Challenge Day #10

When a Butterfly Sneezes: A Guide for Helping Kids Explore Interconnections in Our World Through Favorite Stories by Linda Booth Sweeney

Like many books that have influenced me, this one is meant to teach.  According to Dawna Markove in the forward to the book, Booth Sweeney sets out to answer the question, “How do we teach children to think for themselves, to think with open minds, to think in such a way that they take responsibility for their own lives?” This is a question I have encouraged and tried to answer with each interaction I’ve had with a child in my 40 + years in education.

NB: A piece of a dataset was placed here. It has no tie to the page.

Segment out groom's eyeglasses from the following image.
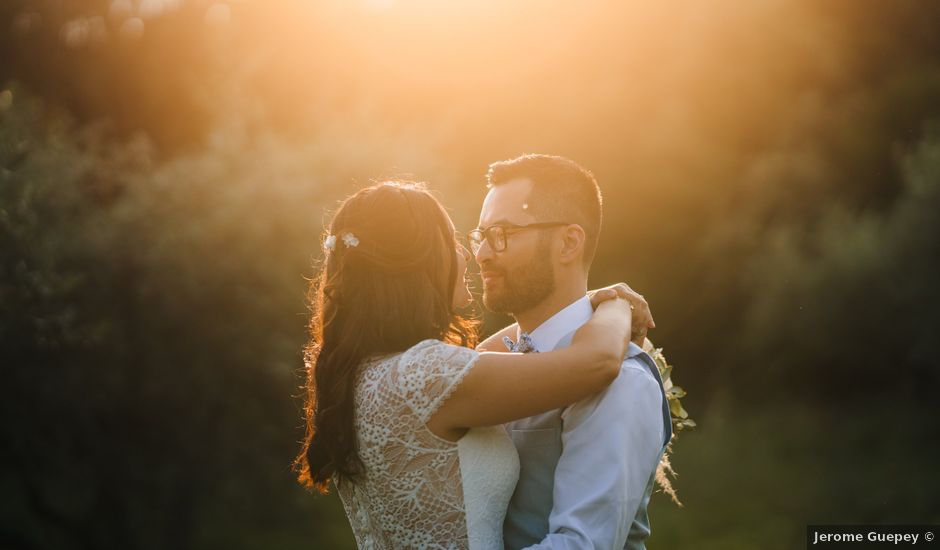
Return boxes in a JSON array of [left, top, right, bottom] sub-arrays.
[[467, 222, 570, 255]]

The book is about shifting from linear cause and effect style thinking to thinking about interconnectedness and feedback loops which are at the heart of systems thinking.  I love that the author provides a list of children’s literature to assist in teaching each of the following concepts:
  • Simple interconnectedness
  • Circular feedback
  • The horizons and delays
  • Unintended consequences
  • Exponential growth
  • Escalation
  • Levels of perspective
  • Nested systems
  • Structure drives behavior
  • Limits to success
  • Fixes that fail
  • Shifting the burden

When I struggle to explain systems thinking I find myself turning to this book because I believe that systems thinking will help shift the world and I also believe children’s literature is a powerful teaching tool.  I have always been a teacher who is able to take complex concepts and bring them to the level of teaching them to young children to distill things down to their essence.  The paradox in schools is that children are natural systems thinkers and education attempts to force students to think more linear. 

In Part I of the book Booth Sweeney shares, “One of the most profound and practical habits I’ve learned from systems thinking is to consciously look at a system from multiple perspectives—actually, from multiple levels of perspective.” I like the fit this idea has to Perceptual Control Theory (PCT) and how I approach looking at life’s challenges.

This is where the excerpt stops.